Representatives from the Yurok tribe in northwestern Del Norte county also expressed a desire for collaboration and coordinated response in rural areas.
“We need regional treatment centers, not treatment centers that we have to go hundreds of miles to that may not have room for us,” said Yurok Tribal Court Chief Judge Abby Abinanti. “This is not right. This is a state that can do better and needs to do better.”
The highest rates of opioid-related deaths in California are in the northwest coastal region: An area where many Native American tribes are located, including the Yurok, Hoopa and Karuk people. Where the Yurok people live, in the upper west corner of the state, tribal police collaborate with the County Sheriff.
Del Norte County Sheriff Garrett Scott spoke, sharing that the death rate in the county has been “sickening.” Last year, of a population of 28,000 people, there were 33 drug related deaths, of which 19 were fentanyl overdoses. Native people make up the vast majority of overdoses in that county.

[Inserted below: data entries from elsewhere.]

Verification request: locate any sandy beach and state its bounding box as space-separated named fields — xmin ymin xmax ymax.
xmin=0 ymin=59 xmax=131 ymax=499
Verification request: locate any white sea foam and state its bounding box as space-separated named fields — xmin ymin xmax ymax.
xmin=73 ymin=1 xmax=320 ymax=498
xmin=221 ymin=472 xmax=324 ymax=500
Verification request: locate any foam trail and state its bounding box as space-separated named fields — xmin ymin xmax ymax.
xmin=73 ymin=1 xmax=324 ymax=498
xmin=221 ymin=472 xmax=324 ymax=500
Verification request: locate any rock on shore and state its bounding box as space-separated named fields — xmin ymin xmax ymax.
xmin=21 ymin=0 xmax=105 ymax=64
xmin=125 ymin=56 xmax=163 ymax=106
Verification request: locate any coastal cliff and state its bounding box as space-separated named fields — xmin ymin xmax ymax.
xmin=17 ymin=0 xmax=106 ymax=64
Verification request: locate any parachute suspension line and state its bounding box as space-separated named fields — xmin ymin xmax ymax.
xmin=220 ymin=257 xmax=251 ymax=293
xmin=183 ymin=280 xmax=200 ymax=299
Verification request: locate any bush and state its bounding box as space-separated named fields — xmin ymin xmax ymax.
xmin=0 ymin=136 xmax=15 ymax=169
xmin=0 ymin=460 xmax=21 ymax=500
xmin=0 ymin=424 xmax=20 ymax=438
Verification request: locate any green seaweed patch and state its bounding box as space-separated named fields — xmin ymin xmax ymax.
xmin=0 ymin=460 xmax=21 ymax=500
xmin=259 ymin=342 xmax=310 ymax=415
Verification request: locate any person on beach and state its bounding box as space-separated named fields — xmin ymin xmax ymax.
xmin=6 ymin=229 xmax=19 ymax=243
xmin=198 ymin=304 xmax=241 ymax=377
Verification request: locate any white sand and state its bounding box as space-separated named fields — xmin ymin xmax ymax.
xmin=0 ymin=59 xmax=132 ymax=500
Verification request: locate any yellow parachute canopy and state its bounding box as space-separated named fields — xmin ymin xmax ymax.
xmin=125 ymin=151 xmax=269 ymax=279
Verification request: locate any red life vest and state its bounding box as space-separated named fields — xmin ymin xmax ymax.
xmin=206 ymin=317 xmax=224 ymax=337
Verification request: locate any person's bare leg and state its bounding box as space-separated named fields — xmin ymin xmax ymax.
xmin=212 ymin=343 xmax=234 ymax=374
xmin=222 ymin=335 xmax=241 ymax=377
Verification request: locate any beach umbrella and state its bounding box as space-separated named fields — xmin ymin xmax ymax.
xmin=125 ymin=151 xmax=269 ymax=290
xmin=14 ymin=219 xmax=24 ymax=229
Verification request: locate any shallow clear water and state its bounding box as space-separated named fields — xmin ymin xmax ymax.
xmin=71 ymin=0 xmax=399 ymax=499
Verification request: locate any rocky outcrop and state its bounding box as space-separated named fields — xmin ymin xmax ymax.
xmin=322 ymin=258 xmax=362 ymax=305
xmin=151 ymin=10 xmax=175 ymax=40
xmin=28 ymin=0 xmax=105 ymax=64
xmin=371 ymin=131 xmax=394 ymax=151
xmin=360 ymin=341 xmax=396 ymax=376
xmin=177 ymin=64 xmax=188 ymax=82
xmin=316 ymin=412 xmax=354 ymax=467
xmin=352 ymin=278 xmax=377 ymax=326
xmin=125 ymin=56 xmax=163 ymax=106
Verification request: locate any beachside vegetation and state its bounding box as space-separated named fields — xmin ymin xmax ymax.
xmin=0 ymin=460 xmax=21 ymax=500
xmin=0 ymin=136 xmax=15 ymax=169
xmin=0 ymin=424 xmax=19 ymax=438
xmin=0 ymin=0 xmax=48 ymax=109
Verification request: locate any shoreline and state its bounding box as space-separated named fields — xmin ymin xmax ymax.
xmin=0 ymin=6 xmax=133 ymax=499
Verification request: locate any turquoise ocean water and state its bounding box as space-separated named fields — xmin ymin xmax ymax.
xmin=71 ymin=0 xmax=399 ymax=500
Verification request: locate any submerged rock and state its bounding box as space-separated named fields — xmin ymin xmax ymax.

Yurok Tribal Police Chief Greg O’Rourke said his attitude about fentanyl has changed over the past two years. “I am ashamed to admit that even seeing the impacts of fentanyl and opioid use within my career, I still had that stigma attached to it of, ‘well, they shouldn't have started using,’” he said. “And it wasn't until my sister died of an overdose when that shift of perspective became very personal and very relevant.”
O’Rourke also shared that tribal police have been worried seeing the proliferation of the drug “tranq,” the street name for the animal tranquilizer xylazine, which lawmakers in Congress are now moving to crack down on. He said they’re finding that when fentanyl is combined with "tranq," responders cannot reverse overdoses with the opioid reversal drug Naloxone, known as Narcan.
As far as solutions go, Scott said he is in favor of a measure Ramos has introduced, Assembly Bill 462, which would provide money for law enforcement to better respond to overdose incidents. The bill would allow sheriff’s departments in three counties in Southern California to create response teams that would investigate overdose incidents involving adolescents and groups, with a focus on fentanyl overdoses.
Ramos has also authored Assembly Bill 461, which would require that public institutions of higher education in the state stock and notify students about the location of fentanyl test strips. The Centers for Disease Control and Prevention say fentanyl test strips are an effective harm reduction strategy, where people using other illicit drugs (like cocaine, methamphetamine and heroin) can test their supply to see if it is laced with fentanyl. The CDC says this is important, because drugs with even an extremely small amount of fentanyl in them can kill you.